I am assuming a dual-core (2 cores per processors) machine with 2 processors for the questions that follow; so a total of 4 "cores". So some natural questions arose:
-
Suppose I wrote a simple serial program and built it in, say, Visual Studio.. and ran the same program twice, say, with distinct input data in each run. Would they be running on the same processor? Or distinct processors? How much RAM memory would be assigned to each? Would it be the RAM memory on 1 processor (2 cores) or the total RAM? I believe the two programs would run on distinct processors and should each have RAM memory of 1 processor (2 cores); but I am not 100% certain. Would the behavior be any different on Linux?
-
Now suppose my program was written using a distributed memory parallel interface such as MPI and that I ran it once with 2 processors in the np argument (say). Would the program use both processors (and in effect all 4 cores)? Is this the optimal value for the argument -np? In other words, if I did the same with -np 3 or -np 4; is it correct to assume there would be no added advantage? Again, I think so, but I am not 100% certain. I assume also that I could go higher than 4 (-np 5, -np 6, etc). In such cases, how do the processes compete for memory at values of np > 4? Would the performance get worse for np > 4. I think yes, and perhaps this partly depends on problem size, but again not 100% sure.
Next, suppose I ran two instances of my MPI-built parallel program, both with -np 2, each with, say, different input data. First off, is this possible? I assume it is and that they each run on both processors? How are the two programs synchronized and how do they individually compete for memory sequentially? This should atleast in part, be based on the order of launching the programs, presumably?
-
Lastly, suppose my program was written using a shared memory parallel interface such as OpenMP and that I ran it once. How many "threads" can I run it on to make full use of shared memory parallelism – is it 2 or 4? (since I have 2 processors with 2 cores each). My guess is it is 4; since all 4 cores are part of the a single shared memory unit? Is that correct? If the answer is 4; does it make sense to run on greater than 4 threads?

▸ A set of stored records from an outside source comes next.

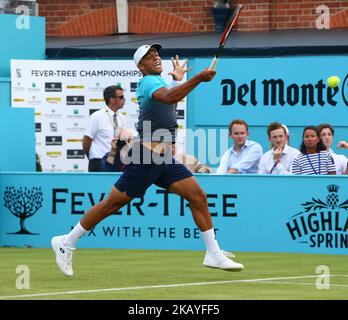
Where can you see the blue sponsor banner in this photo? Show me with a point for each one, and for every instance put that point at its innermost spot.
(250, 213)
(291, 90)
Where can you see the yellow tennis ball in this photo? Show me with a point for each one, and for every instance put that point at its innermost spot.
(333, 81)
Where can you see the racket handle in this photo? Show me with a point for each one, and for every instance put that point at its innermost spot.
(213, 63)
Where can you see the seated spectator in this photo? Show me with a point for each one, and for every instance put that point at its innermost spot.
(327, 134)
(244, 156)
(279, 159)
(112, 160)
(192, 163)
(313, 159)
(342, 144)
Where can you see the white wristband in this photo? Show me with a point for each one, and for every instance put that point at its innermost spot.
(175, 83)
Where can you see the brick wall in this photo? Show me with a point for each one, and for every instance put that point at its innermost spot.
(97, 17)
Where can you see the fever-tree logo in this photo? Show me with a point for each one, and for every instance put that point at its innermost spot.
(23, 203)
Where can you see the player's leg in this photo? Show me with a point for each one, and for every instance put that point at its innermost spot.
(64, 245)
(190, 190)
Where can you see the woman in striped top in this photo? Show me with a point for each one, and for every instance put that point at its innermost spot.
(313, 159)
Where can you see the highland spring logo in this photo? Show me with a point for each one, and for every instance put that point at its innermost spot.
(23, 203)
(322, 224)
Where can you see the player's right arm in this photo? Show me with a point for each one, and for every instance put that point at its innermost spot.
(176, 94)
(86, 145)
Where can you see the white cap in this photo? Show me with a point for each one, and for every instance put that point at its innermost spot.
(142, 51)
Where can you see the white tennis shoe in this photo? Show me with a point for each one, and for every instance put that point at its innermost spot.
(63, 255)
(220, 261)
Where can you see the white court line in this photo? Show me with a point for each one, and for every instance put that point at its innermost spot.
(265, 280)
(305, 283)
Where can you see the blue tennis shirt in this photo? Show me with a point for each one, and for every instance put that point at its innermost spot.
(157, 120)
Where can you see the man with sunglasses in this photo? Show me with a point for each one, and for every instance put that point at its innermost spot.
(103, 126)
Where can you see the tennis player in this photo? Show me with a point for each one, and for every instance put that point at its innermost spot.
(150, 161)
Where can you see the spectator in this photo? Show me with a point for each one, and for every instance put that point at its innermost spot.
(192, 163)
(112, 160)
(342, 144)
(279, 159)
(103, 126)
(327, 134)
(313, 159)
(244, 156)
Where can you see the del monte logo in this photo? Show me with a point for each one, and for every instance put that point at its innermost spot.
(23, 203)
(322, 223)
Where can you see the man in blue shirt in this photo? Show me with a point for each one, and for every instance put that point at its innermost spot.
(151, 161)
(244, 156)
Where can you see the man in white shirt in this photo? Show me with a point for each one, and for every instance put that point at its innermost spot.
(279, 159)
(244, 156)
(103, 126)
(327, 133)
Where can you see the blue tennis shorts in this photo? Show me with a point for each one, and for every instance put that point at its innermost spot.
(146, 169)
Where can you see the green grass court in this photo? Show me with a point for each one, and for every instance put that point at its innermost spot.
(103, 274)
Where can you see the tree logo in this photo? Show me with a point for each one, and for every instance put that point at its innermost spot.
(23, 203)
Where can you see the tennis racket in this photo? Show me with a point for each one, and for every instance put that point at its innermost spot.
(232, 21)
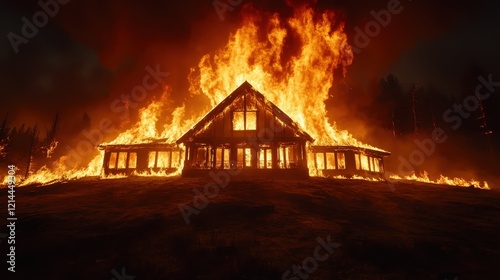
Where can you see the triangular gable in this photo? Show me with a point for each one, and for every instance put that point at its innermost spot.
(242, 89)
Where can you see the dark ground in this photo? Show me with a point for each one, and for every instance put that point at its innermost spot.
(85, 229)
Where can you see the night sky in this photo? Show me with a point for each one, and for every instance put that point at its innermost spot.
(92, 51)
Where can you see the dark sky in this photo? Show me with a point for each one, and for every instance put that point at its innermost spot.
(92, 51)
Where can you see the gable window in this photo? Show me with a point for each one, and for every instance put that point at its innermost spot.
(244, 120)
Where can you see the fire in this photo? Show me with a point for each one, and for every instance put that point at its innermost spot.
(299, 83)
(146, 129)
(442, 180)
(291, 61)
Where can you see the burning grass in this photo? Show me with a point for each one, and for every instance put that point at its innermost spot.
(256, 229)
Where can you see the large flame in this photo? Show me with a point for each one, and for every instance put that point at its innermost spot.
(160, 120)
(291, 61)
(298, 83)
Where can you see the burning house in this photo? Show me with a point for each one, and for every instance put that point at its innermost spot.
(247, 132)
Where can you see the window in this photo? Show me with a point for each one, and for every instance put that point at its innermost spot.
(265, 158)
(364, 162)
(112, 160)
(175, 159)
(244, 157)
(341, 160)
(245, 120)
(376, 165)
(251, 121)
(122, 160)
(132, 160)
(151, 159)
(163, 159)
(358, 161)
(320, 160)
(330, 161)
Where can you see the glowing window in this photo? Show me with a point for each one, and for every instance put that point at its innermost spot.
(364, 163)
(251, 121)
(376, 165)
(320, 160)
(238, 120)
(244, 120)
(358, 161)
(163, 160)
(341, 160)
(132, 160)
(175, 159)
(122, 160)
(380, 165)
(112, 160)
(226, 158)
(151, 159)
(330, 161)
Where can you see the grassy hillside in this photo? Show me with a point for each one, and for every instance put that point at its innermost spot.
(254, 229)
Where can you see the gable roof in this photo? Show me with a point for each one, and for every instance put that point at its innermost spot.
(242, 89)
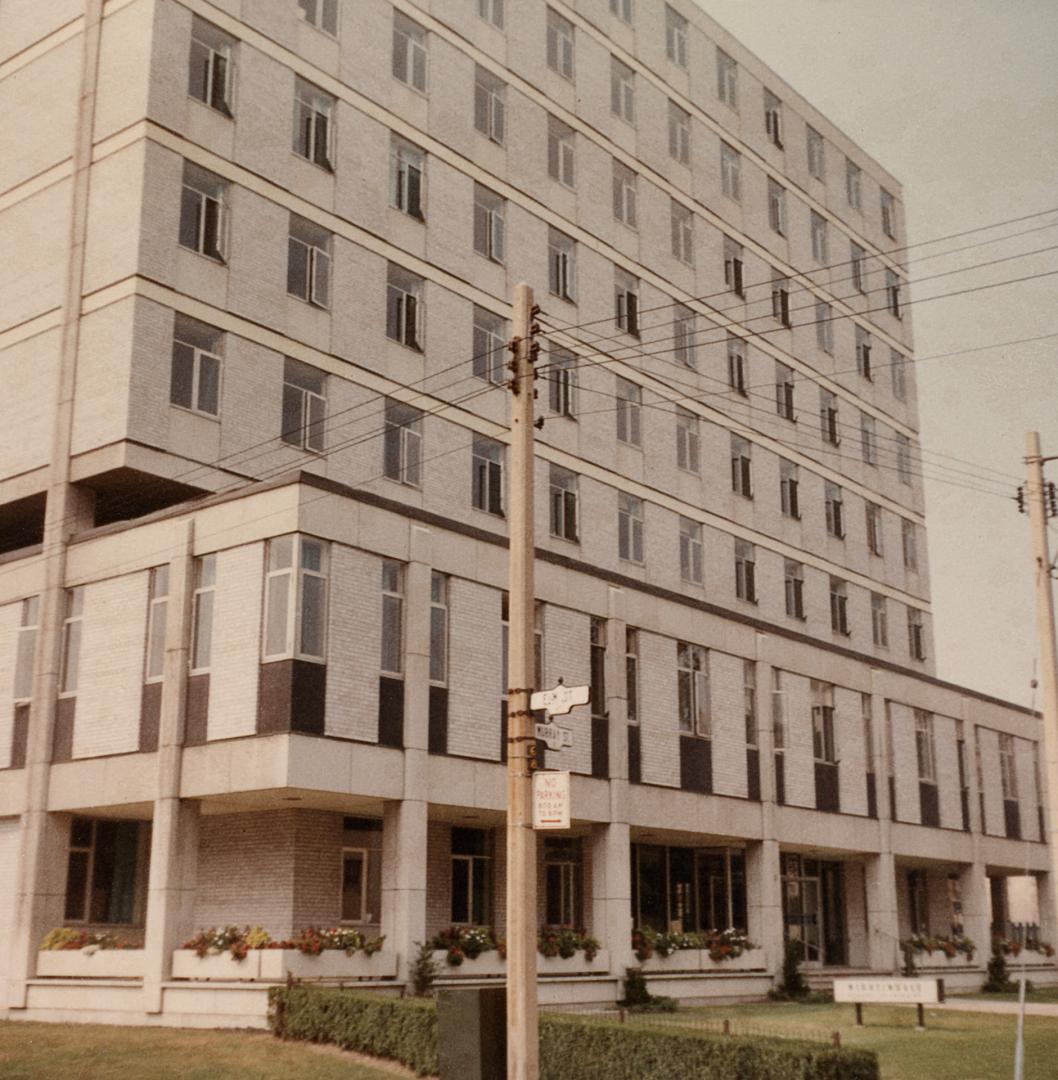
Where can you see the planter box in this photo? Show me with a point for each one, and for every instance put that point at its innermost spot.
(102, 963)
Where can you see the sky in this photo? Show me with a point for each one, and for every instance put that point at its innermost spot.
(959, 100)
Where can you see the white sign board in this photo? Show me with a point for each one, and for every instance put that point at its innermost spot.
(554, 737)
(551, 800)
(913, 991)
(561, 699)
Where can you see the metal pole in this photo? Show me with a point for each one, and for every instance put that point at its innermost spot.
(523, 1039)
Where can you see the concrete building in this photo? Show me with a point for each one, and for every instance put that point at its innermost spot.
(255, 301)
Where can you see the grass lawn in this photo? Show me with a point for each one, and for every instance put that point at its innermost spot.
(953, 1047)
(93, 1052)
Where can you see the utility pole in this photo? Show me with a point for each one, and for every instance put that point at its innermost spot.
(523, 1036)
(1035, 496)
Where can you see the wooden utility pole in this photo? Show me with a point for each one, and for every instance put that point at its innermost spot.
(523, 1037)
(1034, 494)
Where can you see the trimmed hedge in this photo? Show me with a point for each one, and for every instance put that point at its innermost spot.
(571, 1048)
(403, 1030)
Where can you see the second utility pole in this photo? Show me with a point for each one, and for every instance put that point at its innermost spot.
(523, 1038)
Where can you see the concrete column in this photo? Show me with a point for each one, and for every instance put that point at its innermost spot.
(883, 933)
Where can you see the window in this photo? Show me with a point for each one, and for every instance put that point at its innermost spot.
(828, 417)
(632, 673)
(308, 267)
(560, 143)
(818, 238)
(675, 37)
(194, 380)
(438, 628)
(897, 365)
(409, 52)
(889, 214)
(622, 91)
(26, 648)
(322, 14)
(745, 571)
(893, 294)
(407, 167)
(776, 206)
(730, 172)
(404, 307)
(487, 478)
(392, 588)
(561, 265)
(489, 346)
(839, 606)
(858, 264)
(489, 224)
(679, 134)
(202, 212)
(105, 872)
(824, 327)
(815, 152)
(402, 443)
(908, 542)
(563, 382)
(491, 11)
(835, 510)
(683, 335)
(824, 747)
(868, 439)
(781, 300)
(204, 583)
(788, 488)
(627, 302)
(629, 527)
(873, 528)
(923, 746)
(624, 194)
(879, 620)
(916, 634)
(629, 407)
(863, 353)
(794, 583)
(313, 124)
(559, 44)
(727, 79)
(853, 185)
(295, 598)
(736, 364)
(784, 391)
(741, 466)
(773, 119)
(688, 442)
(564, 504)
(690, 551)
(472, 877)
(304, 405)
(157, 609)
(692, 666)
(209, 67)
(733, 266)
(682, 221)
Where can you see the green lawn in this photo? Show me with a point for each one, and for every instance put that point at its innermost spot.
(953, 1047)
(93, 1052)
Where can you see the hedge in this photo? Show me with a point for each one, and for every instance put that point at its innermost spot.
(571, 1048)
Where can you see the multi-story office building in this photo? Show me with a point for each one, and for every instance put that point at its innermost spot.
(256, 293)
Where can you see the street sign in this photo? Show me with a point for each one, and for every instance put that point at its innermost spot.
(554, 737)
(551, 800)
(560, 700)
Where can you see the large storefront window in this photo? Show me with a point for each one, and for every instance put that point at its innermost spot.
(688, 889)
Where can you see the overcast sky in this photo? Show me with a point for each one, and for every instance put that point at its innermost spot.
(959, 99)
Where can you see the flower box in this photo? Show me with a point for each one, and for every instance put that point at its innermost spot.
(91, 963)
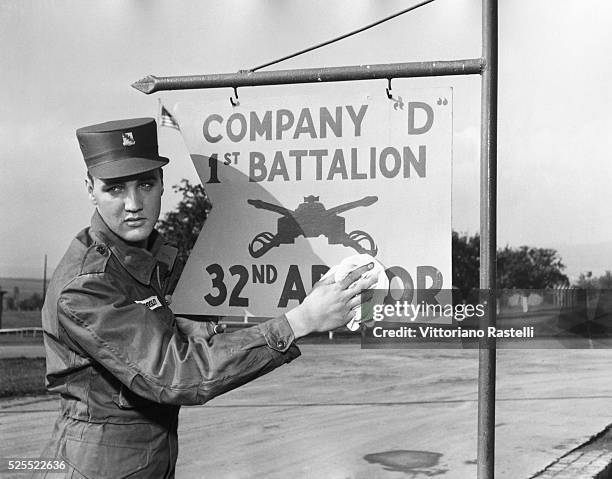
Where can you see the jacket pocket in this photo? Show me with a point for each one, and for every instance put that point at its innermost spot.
(126, 399)
(105, 461)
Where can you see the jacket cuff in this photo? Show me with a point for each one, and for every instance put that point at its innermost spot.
(278, 333)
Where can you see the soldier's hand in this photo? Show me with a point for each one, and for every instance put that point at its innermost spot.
(330, 305)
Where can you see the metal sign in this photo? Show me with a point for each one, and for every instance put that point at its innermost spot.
(299, 183)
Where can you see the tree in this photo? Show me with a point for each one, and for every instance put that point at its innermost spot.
(466, 264)
(529, 268)
(587, 281)
(524, 267)
(182, 226)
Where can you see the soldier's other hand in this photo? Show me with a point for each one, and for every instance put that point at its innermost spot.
(330, 305)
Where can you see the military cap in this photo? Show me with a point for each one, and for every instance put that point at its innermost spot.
(120, 148)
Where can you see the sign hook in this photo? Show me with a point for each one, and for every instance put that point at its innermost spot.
(234, 99)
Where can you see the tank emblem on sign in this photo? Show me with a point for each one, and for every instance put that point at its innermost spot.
(310, 219)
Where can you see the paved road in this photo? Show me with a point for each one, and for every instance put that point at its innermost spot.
(340, 412)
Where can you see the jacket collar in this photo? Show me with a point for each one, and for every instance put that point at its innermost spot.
(138, 262)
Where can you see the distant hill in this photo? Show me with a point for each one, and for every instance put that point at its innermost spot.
(27, 286)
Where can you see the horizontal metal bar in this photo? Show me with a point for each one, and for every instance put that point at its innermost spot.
(151, 84)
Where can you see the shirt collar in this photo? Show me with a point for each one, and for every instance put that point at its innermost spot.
(139, 262)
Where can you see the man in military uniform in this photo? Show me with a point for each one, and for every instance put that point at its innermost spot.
(120, 360)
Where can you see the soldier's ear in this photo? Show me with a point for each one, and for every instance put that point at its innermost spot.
(89, 186)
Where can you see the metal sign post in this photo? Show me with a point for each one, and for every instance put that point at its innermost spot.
(488, 239)
(486, 66)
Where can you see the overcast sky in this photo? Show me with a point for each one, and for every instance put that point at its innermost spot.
(66, 64)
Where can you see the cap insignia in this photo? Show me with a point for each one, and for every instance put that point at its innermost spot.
(128, 138)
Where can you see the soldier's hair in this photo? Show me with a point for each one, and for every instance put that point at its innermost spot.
(160, 169)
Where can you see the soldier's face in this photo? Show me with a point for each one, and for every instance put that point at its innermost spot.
(129, 206)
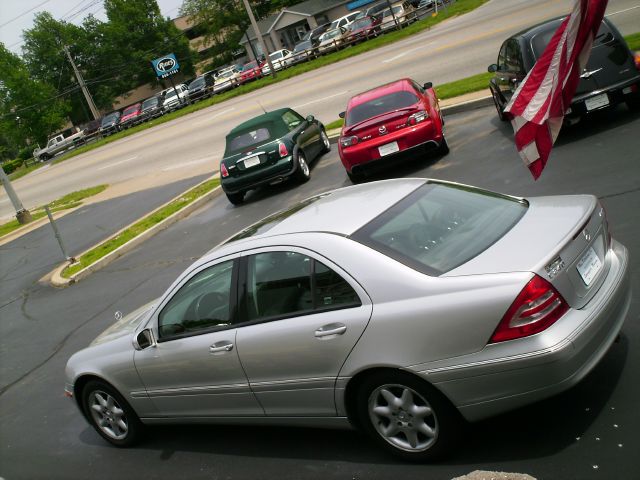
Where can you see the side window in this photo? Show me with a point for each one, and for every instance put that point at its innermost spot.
(278, 283)
(287, 283)
(502, 57)
(291, 120)
(331, 289)
(204, 302)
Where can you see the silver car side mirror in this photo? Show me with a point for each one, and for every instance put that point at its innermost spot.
(144, 339)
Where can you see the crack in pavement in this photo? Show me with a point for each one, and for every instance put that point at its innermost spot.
(62, 342)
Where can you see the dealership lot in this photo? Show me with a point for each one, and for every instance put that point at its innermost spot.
(588, 432)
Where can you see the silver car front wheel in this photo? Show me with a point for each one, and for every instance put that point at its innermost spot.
(406, 416)
(110, 414)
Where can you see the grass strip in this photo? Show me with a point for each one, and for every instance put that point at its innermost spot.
(71, 200)
(140, 227)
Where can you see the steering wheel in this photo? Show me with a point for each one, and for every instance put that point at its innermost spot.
(208, 303)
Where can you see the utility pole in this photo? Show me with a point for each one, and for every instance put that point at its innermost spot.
(259, 37)
(83, 86)
(22, 214)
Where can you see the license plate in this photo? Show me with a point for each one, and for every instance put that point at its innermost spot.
(596, 102)
(388, 148)
(251, 162)
(589, 266)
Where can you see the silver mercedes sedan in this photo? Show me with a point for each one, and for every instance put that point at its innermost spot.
(400, 307)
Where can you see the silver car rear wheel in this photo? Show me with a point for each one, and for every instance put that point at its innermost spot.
(403, 417)
(406, 415)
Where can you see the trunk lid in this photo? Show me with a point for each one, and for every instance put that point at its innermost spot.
(562, 239)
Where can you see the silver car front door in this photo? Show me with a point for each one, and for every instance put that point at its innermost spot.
(302, 317)
(194, 369)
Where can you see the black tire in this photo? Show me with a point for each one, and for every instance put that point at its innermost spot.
(303, 173)
(404, 425)
(113, 407)
(236, 198)
(443, 149)
(499, 109)
(355, 177)
(326, 143)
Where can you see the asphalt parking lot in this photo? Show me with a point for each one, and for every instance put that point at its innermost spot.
(587, 432)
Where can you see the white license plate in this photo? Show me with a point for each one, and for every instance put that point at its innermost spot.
(597, 101)
(388, 149)
(251, 162)
(589, 266)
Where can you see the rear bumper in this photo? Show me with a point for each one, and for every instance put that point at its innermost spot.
(276, 173)
(616, 94)
(413, 142)
(489, 383)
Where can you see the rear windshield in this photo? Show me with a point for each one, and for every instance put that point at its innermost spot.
(110, 118)
(540, 41)
(439, 227)
(380, 105)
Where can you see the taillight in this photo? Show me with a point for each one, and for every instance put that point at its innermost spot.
(417, 117)
(282, 149)
(348, 141)
(535, 309)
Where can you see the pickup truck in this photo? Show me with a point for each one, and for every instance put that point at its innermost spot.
(57, 144)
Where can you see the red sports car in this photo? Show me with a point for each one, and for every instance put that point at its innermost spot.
(397, 120)
(251, 71)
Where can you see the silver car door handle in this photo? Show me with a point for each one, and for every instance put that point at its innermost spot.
(331, 329)
(221, 347)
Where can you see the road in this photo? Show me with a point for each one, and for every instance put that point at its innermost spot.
(587, 432)
(193, 145)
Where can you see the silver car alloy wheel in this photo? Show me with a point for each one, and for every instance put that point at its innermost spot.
(325, 140)
(403, 418)
(108, 415)
(304, 168)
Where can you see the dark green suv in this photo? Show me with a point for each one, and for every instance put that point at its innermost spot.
(269, 149)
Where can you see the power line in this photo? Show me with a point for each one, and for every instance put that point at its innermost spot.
(24, 13)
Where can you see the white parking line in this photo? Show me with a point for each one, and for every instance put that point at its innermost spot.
(320, 99)
(211, 117)
(622, 11)
(118, 163)
(192, 162)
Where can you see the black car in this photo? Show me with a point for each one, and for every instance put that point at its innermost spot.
(269, 149)
(610, 77)
(151, 108)
(109, 124)
(201, 87)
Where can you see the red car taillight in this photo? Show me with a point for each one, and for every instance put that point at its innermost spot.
(417, 117)
(348, 141)
(535, 309)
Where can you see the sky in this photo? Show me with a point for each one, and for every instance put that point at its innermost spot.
(17, 15)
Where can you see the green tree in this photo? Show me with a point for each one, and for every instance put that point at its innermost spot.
(28, 107)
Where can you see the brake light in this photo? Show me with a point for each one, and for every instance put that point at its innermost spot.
(282, 148)
(417, 117)
(535, 309)
(349, 141)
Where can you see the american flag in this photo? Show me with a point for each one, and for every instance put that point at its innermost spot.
(538, 106)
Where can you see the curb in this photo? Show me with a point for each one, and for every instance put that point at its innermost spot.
(57, 280)
(448, 110)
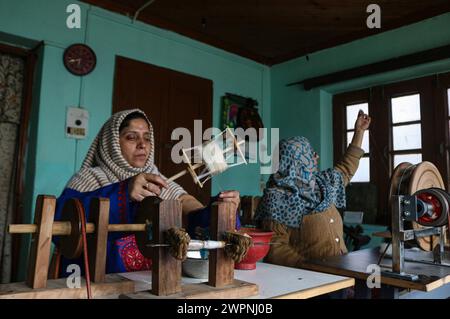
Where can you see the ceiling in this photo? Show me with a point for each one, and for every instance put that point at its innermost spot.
(273, 31)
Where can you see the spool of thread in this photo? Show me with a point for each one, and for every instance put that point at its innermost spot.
(213, 158)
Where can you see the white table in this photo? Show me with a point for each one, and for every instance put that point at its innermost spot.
(274, 281)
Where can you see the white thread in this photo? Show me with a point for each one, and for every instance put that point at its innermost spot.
(213, 157)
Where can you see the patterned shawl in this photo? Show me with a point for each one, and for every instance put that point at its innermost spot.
(298, 188)
(105, 165)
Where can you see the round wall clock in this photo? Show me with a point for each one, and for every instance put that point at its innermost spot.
(79, 59)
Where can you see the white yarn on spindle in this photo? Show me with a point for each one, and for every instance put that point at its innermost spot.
(213, 158)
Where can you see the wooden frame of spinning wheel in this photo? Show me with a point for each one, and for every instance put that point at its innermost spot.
(37, 285)
(166, 270)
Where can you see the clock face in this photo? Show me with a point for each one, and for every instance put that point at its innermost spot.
(79, 59)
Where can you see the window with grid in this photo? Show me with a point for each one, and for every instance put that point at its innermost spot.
(406, 128)
(410, 123)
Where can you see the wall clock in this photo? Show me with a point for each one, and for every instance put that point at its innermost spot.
(79, 59)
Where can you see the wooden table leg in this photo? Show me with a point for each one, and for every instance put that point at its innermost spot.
(99, 215)
(166, 270)
(221, 267)
(41, 242)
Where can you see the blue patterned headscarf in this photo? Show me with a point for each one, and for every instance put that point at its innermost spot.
(298, 188)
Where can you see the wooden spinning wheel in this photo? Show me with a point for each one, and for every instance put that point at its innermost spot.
(409, 179)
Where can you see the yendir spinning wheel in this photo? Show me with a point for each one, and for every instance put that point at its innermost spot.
(424, 181)
(212, 157)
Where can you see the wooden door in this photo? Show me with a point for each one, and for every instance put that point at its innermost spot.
(170, 99)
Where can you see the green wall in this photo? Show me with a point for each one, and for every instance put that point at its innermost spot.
(299, 112)
(52, 158)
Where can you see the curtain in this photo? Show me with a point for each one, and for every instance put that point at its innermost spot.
(11, 87)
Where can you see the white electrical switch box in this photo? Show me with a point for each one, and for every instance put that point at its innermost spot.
(77, 123)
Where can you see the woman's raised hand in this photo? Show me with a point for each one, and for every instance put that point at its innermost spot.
(362, 122)
(144, 185)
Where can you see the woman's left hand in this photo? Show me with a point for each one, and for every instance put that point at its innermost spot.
(362, 122)
(230, 196)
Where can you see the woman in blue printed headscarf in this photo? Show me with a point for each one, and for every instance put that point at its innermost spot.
(300, 202)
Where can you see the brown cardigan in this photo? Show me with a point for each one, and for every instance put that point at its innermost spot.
(320, 234)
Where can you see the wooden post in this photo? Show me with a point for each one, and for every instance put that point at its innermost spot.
(166, 270)
(221, 267)
(99, 215)
(41, 242)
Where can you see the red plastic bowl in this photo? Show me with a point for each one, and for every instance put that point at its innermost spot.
(256, 252)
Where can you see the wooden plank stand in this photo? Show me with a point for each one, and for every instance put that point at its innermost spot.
(166, 270)
(37, 285)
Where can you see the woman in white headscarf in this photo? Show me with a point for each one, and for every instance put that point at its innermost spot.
(120, 166)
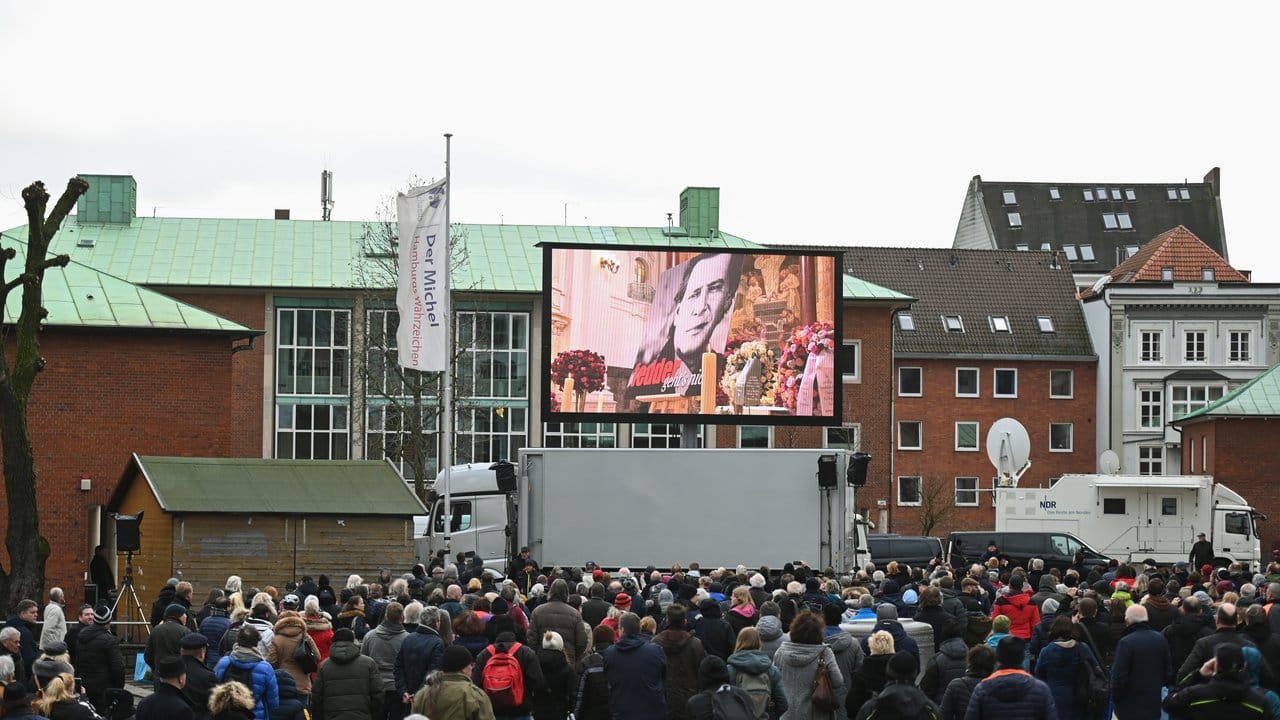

I am not sure this even works (unlike MPI, where I believe we can do -np 5, -np 6 and so on).
Finally, suppose I run 2 instances of the shared memory parallel program, each with, say, different input data. I assume this is possible and that the individual processes would somehow compete for memory, presumably in the order the programs were launched?
Which processor they run on is entirely up to the OS and depends on many factors, including whatever else is happening on the same machine. The common case, though, is that they will tend to sit on one core each, occasionally swapping to different cores (“occasionally” may mean several times a second or even more frequently).
Çores don’t have their own RAM on normal PC hardware, and the processes will be given however much RAM they ask for.
For MPI processes, yes, your parallelism should match the core count (assuming a CPU-heavy workload). If two MPI processes run with -np 2, they will simply consume all four cores. Increase anything and they’ll start to contend. As explained above, RAM has nothing to do with any of this, though cache will suffer in the presence of contention.
This “question” is way too long, so I’m going to stop now.